Novi Christiastuti - detikNews
Jumat, 23 Sep 2022 12:01 WIB
FILE - In this April 10, 2019, file photo a Boeing 737 MAX 8 airplane being built for India-based Jet Airways lands following a test flight at Boeing Field in Seattle. Boeing is reassuring airline industry leaders about the safety of the grounded 737 Max as it continues working to get the plane back in service. The aircraft maker invited about 30 union officials, safety experts and others to the Seattle area for two days of meetings with Boeing executives and factory tours. (AP Photo/Ted S. Warren, File)
Ilustrasi Boeing 737 MAX (AP Photo/Ted S. Warren, File)
Washington DC -

Para pejabat keamanan Amerika Serikat (AS) menjatuhkan hukuman denda sebesar US$ 200 juta (Rp 3 triliun) terhadap perusahaan raksasa produsen pesawat Boeing. Denda dijatuhkan atas dakwaan Boeing memberikan jaminan menyesatkan soal keamanan pesawat jenis 737 MAX menyusul dua kecelakaan mematikan.

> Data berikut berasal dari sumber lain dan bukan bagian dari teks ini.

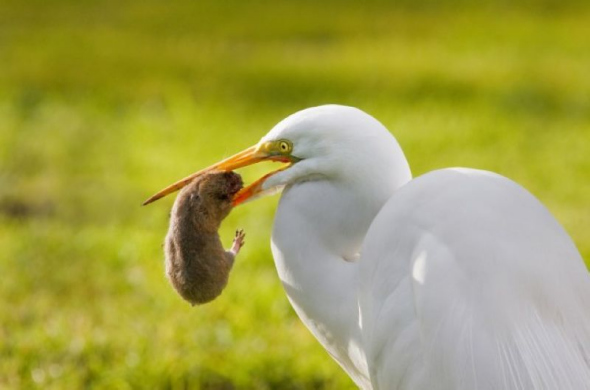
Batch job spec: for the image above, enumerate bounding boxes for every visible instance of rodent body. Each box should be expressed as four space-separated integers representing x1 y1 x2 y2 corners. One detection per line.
164 172 244 305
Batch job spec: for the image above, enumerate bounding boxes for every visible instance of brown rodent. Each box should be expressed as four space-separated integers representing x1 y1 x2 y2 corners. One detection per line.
164 172 244 305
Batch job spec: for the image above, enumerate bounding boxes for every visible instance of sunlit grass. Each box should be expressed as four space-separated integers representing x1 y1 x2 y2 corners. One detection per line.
0 1 590 389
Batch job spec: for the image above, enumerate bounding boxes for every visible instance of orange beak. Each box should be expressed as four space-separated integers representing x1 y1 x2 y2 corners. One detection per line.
143 145 292 206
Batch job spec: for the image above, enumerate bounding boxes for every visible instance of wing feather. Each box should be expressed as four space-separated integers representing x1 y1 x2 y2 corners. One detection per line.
359 169 590 390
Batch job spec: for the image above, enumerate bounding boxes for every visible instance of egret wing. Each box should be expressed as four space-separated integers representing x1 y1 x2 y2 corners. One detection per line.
359 169 590 390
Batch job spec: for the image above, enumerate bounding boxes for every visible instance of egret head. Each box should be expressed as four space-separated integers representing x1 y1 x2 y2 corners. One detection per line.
144 105 409 205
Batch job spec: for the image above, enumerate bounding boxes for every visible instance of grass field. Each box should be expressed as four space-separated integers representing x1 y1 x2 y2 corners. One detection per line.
0 0 590 389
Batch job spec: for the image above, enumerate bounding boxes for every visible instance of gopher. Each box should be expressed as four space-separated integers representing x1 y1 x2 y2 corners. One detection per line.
164 172 245 305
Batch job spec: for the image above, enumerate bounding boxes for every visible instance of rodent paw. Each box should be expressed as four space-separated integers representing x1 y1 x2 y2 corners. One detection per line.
231 229 246 255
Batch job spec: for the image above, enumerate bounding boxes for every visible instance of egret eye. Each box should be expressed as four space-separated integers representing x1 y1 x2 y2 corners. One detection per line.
279 141 291 153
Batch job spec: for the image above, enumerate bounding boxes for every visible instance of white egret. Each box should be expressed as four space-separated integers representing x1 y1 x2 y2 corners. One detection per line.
146 105 590 390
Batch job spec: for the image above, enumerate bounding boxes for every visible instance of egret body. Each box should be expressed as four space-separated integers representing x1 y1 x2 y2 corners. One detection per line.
148 105 590 390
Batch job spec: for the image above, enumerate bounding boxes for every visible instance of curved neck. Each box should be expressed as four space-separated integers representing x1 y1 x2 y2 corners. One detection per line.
272 169 409 388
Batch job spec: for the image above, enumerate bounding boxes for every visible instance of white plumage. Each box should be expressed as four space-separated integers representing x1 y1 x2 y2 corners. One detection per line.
146 105 590 390
261 106 590 390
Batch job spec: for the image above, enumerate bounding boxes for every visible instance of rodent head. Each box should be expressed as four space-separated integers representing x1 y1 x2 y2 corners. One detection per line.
198 172 243 222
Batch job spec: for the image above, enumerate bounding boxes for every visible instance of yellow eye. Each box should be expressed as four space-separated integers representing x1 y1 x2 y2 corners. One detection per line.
279 141 291 153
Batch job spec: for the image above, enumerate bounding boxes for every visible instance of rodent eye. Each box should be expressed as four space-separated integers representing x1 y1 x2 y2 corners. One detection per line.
279 141 291 153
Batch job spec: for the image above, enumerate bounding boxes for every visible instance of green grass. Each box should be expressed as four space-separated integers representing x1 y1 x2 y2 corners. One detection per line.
0 0 590 389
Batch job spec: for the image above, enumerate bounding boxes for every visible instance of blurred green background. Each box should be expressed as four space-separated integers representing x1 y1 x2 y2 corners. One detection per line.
0 0 590 389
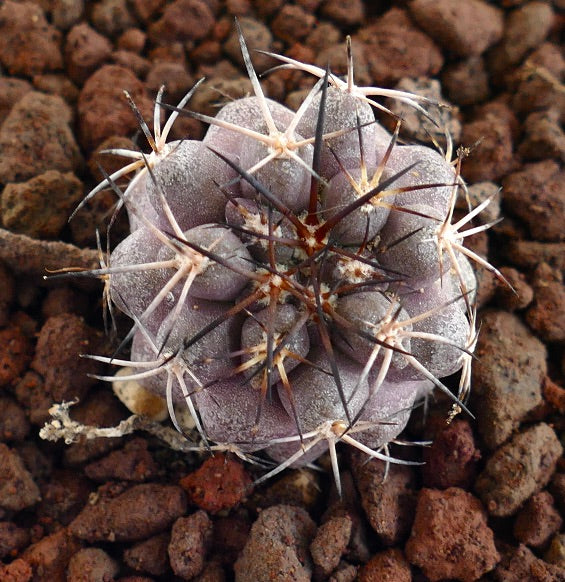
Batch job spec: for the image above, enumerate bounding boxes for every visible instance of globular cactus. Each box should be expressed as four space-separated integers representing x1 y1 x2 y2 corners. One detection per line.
68 25 504 496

Seperti dilansir AFP, Jumat (23/9/2022), Boeing sepakat untuk membayar denda untuk penyelesaian dakwaan yang menyatakan pihaknya 'dengan lalai melanggar ketentuan antipenipuan' dalam undang-undang (UU) sekuritas AS.

Komisi Sekuritas dan Bursa (SEC) dalam pernyataannya menyebut Boeing sebagai perusahaan dan para pemimpinnya 'mengutamakan profit di atas orang-orang'.

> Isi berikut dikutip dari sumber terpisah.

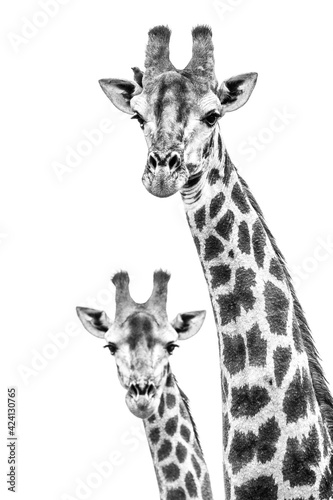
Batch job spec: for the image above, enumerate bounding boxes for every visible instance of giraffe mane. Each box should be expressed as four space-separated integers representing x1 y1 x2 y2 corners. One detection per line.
235 173 333 440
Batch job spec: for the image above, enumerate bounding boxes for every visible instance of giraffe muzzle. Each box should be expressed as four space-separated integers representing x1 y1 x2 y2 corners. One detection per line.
126 382 157 418
142 151 188 198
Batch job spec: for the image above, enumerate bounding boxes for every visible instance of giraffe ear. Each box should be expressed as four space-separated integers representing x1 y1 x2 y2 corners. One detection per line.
217 73 258 113
171 311 206 340
99 78 142 115
76 307 112 339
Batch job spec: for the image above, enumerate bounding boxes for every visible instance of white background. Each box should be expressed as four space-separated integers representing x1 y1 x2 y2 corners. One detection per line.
0 0 333 500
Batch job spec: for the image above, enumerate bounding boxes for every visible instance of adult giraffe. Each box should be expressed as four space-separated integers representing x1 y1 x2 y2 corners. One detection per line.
77 271 213 500
100 26 333 500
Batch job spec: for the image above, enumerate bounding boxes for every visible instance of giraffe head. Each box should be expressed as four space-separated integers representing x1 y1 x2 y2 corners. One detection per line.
100 26 257 197
77 271 206 418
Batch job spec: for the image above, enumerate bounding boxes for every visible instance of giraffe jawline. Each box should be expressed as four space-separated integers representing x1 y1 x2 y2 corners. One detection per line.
142 167 189 198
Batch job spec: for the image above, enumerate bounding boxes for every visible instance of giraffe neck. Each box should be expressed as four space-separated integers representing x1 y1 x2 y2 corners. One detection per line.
144 372 213 500
182 131 333 500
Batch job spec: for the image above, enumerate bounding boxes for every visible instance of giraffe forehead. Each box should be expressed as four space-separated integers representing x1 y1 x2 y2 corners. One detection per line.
106 312 178 351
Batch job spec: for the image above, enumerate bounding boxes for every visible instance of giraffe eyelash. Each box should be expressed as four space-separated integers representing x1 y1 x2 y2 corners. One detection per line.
103 342 117 356
131 112 146 129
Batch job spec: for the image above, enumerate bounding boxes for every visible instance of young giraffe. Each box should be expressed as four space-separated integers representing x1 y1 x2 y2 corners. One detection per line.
77 271 213 500
100 26 333 500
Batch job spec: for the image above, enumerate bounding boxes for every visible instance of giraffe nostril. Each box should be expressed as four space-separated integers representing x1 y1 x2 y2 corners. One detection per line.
128 382 156 399
168 153 180 170
147 384 156 398
148 153 157 171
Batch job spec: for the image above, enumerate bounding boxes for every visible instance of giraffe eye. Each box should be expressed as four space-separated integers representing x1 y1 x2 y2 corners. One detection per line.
132 112 146 129
166 342 179 355
104 342 117 356
202 111 221 127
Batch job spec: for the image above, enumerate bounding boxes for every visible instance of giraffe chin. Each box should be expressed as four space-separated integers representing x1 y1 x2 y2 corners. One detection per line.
142 169 188 198
126 395 157 419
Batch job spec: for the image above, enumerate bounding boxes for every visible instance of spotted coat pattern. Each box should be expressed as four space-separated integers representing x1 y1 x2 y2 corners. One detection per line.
144 373 213 500
182 128 333 500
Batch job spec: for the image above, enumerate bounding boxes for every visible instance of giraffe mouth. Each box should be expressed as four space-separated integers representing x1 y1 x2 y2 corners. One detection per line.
142 164 189 198
125 382 158 418
126 394 157 419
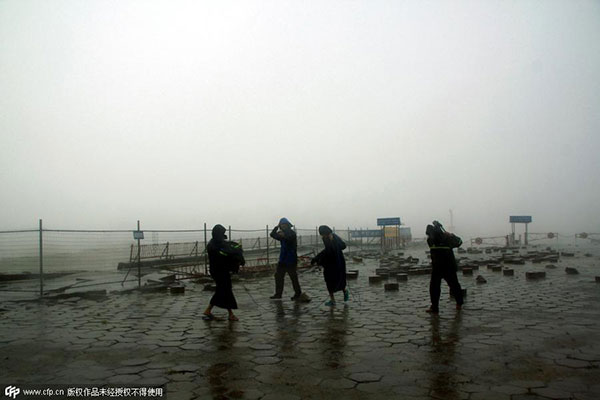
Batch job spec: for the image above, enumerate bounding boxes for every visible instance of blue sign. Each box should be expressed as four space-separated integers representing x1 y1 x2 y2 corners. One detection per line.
377 217 400 226
350 229 381 238
509 215 532 224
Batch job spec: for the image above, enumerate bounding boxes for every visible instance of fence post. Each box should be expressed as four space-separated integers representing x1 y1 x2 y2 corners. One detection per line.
138 219 142 288
266 225 271 266
40 219 44 299
204 222 208 275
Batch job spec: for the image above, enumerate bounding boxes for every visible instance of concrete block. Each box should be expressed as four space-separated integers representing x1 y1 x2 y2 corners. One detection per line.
346 271 358 279
525 271 546 279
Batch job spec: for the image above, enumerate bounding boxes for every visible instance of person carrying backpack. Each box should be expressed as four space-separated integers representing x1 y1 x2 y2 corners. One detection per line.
425 221 464 314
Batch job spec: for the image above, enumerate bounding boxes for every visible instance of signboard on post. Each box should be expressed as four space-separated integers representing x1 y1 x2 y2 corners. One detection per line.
377 217 400 226
383 226 400 238
508 215 532 224
350 229 381 238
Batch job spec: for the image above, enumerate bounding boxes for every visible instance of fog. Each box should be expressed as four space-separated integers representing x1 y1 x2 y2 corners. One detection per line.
0 0 600 236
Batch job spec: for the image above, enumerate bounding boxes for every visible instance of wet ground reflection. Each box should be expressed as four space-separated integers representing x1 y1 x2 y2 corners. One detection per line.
430 313 462 399
320 306 348 369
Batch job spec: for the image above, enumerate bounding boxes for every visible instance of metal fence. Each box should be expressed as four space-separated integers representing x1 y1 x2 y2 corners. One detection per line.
0 220 380 296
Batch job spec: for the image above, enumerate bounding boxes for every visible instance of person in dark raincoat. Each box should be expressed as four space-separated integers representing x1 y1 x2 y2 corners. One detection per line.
270 218 302 300
310 225 350 306
203 225 246 321
425 221 463 314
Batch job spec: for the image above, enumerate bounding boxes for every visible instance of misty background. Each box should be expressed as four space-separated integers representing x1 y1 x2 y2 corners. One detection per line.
0 0 600 236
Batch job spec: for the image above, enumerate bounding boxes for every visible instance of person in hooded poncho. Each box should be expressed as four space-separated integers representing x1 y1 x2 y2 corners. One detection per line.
270 217 302 300
311 225 350 306
203 225 246 321
425 221 464 314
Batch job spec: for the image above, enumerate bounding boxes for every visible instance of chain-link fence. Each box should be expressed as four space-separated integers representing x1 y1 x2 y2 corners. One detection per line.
0 221 390 296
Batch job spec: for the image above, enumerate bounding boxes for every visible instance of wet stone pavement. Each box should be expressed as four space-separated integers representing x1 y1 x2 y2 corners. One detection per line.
0 245 600 400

Mantan CEO Boeing, Dennis Muilenburg, juga sepakat untuk membayar denda sebesar US$ 1 juta (Rp 15 miliar) untuk penyelesaian dakwaan yang sama dalam gugatan sipil.

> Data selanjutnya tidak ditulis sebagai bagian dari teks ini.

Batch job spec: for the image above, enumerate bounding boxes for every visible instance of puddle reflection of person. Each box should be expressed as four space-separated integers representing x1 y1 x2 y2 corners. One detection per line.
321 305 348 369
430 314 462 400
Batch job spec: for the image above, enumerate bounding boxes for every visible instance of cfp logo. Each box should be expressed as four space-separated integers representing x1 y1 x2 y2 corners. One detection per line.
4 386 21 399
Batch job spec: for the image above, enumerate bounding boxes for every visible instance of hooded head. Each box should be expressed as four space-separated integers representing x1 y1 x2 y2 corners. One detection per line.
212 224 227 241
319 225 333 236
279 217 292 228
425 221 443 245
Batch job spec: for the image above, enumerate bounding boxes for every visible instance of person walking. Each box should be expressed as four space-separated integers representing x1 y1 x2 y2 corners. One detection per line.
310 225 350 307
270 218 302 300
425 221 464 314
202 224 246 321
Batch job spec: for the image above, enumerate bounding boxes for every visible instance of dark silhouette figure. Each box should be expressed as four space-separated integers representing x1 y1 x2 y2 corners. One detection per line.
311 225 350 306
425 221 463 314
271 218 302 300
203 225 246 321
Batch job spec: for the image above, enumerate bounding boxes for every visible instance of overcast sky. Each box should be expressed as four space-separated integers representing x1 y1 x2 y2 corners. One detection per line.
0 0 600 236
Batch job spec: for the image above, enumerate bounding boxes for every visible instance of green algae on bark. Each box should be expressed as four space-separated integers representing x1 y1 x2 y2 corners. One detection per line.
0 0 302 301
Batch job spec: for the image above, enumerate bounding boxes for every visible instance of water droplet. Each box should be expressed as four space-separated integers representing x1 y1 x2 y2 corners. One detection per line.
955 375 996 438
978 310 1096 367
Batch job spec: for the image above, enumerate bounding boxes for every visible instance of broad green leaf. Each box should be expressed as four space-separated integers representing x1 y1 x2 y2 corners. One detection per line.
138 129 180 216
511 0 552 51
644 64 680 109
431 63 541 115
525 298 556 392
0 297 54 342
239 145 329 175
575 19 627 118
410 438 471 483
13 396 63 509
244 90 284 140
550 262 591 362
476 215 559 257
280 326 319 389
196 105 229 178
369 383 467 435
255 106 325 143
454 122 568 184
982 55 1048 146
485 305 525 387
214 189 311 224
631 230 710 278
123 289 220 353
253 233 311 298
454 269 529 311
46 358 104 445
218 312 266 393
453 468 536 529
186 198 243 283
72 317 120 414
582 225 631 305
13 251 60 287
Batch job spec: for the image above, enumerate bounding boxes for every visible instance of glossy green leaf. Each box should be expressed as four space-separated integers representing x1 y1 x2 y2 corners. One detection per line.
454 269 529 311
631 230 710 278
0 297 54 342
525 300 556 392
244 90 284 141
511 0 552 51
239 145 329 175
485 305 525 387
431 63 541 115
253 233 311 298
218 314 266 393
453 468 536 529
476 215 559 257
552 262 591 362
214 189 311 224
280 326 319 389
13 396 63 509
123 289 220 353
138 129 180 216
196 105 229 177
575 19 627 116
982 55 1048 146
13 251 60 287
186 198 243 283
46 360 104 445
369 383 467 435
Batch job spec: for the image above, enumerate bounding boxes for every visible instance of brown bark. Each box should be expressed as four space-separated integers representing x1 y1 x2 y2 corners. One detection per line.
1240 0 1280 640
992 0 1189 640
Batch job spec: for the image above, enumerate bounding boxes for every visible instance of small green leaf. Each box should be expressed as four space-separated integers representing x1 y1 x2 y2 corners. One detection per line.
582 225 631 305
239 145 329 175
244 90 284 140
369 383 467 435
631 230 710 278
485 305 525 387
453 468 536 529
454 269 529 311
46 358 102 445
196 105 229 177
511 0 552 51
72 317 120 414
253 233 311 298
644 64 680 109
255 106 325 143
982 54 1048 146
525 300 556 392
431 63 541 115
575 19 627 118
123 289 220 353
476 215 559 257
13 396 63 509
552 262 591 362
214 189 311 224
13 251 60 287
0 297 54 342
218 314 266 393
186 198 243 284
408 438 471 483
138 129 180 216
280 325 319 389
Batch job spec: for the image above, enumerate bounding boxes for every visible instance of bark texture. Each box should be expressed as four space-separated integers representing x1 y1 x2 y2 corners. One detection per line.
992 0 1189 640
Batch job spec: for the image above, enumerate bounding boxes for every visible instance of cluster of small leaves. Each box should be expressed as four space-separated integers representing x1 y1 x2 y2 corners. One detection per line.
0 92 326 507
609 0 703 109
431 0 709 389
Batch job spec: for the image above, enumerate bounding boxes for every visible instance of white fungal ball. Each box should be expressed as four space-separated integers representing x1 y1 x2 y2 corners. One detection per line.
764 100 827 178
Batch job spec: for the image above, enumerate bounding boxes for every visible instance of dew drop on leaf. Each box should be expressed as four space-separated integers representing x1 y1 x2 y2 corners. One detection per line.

Penyelesaian dengan pembayaran denda itu menandai pukulan terbaru terhadap Boeing terkait skandal 737 MAX menyusul kecelakaan maskapai Lion Air di Indonesia pada Oktober 2018 dan maskapai Ehtiopian Airlines di Ethiopia pada Maret 2019, yang secara total menewaskan nyaris 350 orang.

Sebulan usai kecelakaan pertama, sebut SEC, keterangan pers yang dirilis Boeing dan disetujui oleh Muilenburg 'secara selektif menyoroti fakta-fakta tertentu', yang menyiratkan kesalahan pilot dan perawatan pesawat yang buruk telah berkontribusi pada kecelakaan itu.

Keterangan pers itu juga menegaskan keamanan pesawat, tanpa mengungkapkan bahwa Boeing mengetahui sistem penanganan pesawat yang penting, Sistem Augmentasi Karakteristik Manuver (MCAS), memicu masalah keamanan dan sedang dirancang ulang.

Simak juga 'ACT Diduga Selewengkan Dana Boeing Sampai Rp 107,3 Miliar':

[Gambas:Video 20detik]



Usai kecelakaan kedua, SEC menyatakan Boeing dan Muilenburg meyakinkan publik bahwa 'tidak ada kejutan atau celah' dalam sertifikasi federal untuk 737 MAX meskipun menyadari adanya informasi yang bertentangan.

"Pada masa-masa krisis dan tragedi, sangat penting bahwa perusahaan publik dan eksekutifnya memberikan penjelasan sepenuhnya, adil dan jujur kepada pasar," sebut Kepala SEC Garry Gensler dalam keterangan pers.

"Perusahaan Boeing dan mantan CEO-nya, Dennis Muilenburg, telah gagal dalam kewajiban paling mendasar ini. Mereka menyesatkan para investor dengan memberikan jaminan soal keamanan 737 MAX, meskipun mengetahui soal masalah keamanan serius," imbuh Gensler.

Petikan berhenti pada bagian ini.